[The weekly wrap] The top social entrepreneurship stories from the week that went by
Every week we bring you the best social entrepreneurship stories from around the world. This week we have stories about the hybrid model social businesses are adopting, Patanka winning a prestigious award, and Omnivore Partners investing in Eruvanka Technologies.
Increasingly non-profits are using a hybrid model of setting up both a non-profit and a for-profit to raise revenues that will help sustain those initiatives that doesn’t generate revenues. NGOs are set up as a trust or society for-profit arms are set up as a private limited company.
Diageo has plans to empower two million women, including 27,000 in India, under its five-year socio-economic program in the Asia-Pacific region. In a statement the company said: “Plan W aims to reach women of all socio-economic profiles through training and skills development to empower two million women in 17 countries in Asia-Pacific over five years.”
Patanka, a Delhi-based social business enterprise of non-governmental organisation (NGO) SEEDS won the 2013 Momentum of Change Lighthouse Award. The award was given by the secretariat of United Nations Framework Convention on Climate Change (UNFCCC) in Bonn, Germany, declared Patanka the winner of
Patanka won the award building a house in a flood-prone area of Gorakhpur, in collaboration with Gorakhpur Environmental Action Group (GEAG) under the Rockefeller Foundation supported Asian Cities Climate Change Resilience Network (ACCCRN) program.

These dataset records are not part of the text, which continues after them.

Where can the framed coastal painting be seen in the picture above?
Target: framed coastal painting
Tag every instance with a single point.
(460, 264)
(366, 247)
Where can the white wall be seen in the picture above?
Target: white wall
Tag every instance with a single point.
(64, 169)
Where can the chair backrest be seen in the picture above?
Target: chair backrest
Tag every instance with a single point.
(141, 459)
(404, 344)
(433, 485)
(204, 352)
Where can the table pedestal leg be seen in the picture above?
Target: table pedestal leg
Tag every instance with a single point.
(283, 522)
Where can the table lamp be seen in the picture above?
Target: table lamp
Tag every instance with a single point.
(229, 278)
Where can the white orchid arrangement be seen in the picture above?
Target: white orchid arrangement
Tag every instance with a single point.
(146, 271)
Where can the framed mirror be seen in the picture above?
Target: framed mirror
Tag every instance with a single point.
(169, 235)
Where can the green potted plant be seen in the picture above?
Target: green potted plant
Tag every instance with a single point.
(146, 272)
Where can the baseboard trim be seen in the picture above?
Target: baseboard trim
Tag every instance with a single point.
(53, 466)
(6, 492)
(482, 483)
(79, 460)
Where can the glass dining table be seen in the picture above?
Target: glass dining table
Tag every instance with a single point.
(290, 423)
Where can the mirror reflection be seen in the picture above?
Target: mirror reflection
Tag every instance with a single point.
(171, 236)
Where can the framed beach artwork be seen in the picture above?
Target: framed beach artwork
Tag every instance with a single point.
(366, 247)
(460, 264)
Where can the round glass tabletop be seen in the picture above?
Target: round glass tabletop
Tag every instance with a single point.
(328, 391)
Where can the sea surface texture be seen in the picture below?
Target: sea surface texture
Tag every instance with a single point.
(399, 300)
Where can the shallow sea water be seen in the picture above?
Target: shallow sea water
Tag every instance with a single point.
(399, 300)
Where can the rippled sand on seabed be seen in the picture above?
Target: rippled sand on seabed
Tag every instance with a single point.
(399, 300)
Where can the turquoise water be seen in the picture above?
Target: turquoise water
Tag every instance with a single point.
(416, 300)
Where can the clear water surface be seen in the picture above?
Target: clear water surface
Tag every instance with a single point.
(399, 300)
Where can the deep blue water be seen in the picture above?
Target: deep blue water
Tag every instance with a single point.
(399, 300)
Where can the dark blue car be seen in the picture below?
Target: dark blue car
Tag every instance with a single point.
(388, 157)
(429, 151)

Omnivore Partners invested an undisclosed amount, acquired a minority stake in Eruvaka Technologies, a maker of diagnostic equipment for aquaculture farmers. This is Omnivore Partner’s first transaction in the aquaculture industry and seventh overall. Eruvaka Technologies’ solar-powered product allows shrimp and fish farmers to monitor their ponds remotely and control automated equipment such as aerators and feeders.
Are celebrities a good or bad idea for social enterprises?
In the UK, because of the huge hype that surrounds social enterprises, the social business sector is attracting a lot of celebrities. Here’s the good and the bad of it.
Social media for most students is a distraction. Joel Mwale, an uneducated 20-year-old Kenyan, might have an answer to this problem. Read about it here.
Go Green BOV, a Bangalore-based company that claims to have developed India’s first electric scooter that gives a mileage of 100 km with a single charge is looking to raise Rs 30 crore. The company will invest Rs 18 crore to set up an integrated plant manufacturing plant.
Energy company Chevron has launched a model of private sector-led development in Nigeria. In 2010, the corporation announced an initial commitment of $50 million for a corporate social enterprise program. The company has now decided pump in another $100 million to be spent over five years into an initiative that will be invested in three indigenous economic activities — fisheries, cassava and palm oil — and promote market-driven solutions to expand them.
James Holden, a student at Plymouth University, started a social enterprise aged just 20. His company, Student Safety Ltd, makes a product that ensures that students were kept safe on the streets.
Currently he is on a year-long placement as an intern at Plymouth’s Entrepreneurship Centre, and is due to graduate in 2015.
Dan Morrison, the ex-CEO and founder of Citizen Effect, a nonprofit crowdfunding platform for social good projects around the world talks about the five stages of grief following a failed social enterprise, and how to recover your motivation and start again. He’s currently the chief do good officer at Imagine Social Good, a strategy and marketing firm that partners with social innovators to realize the change they want to see in the world.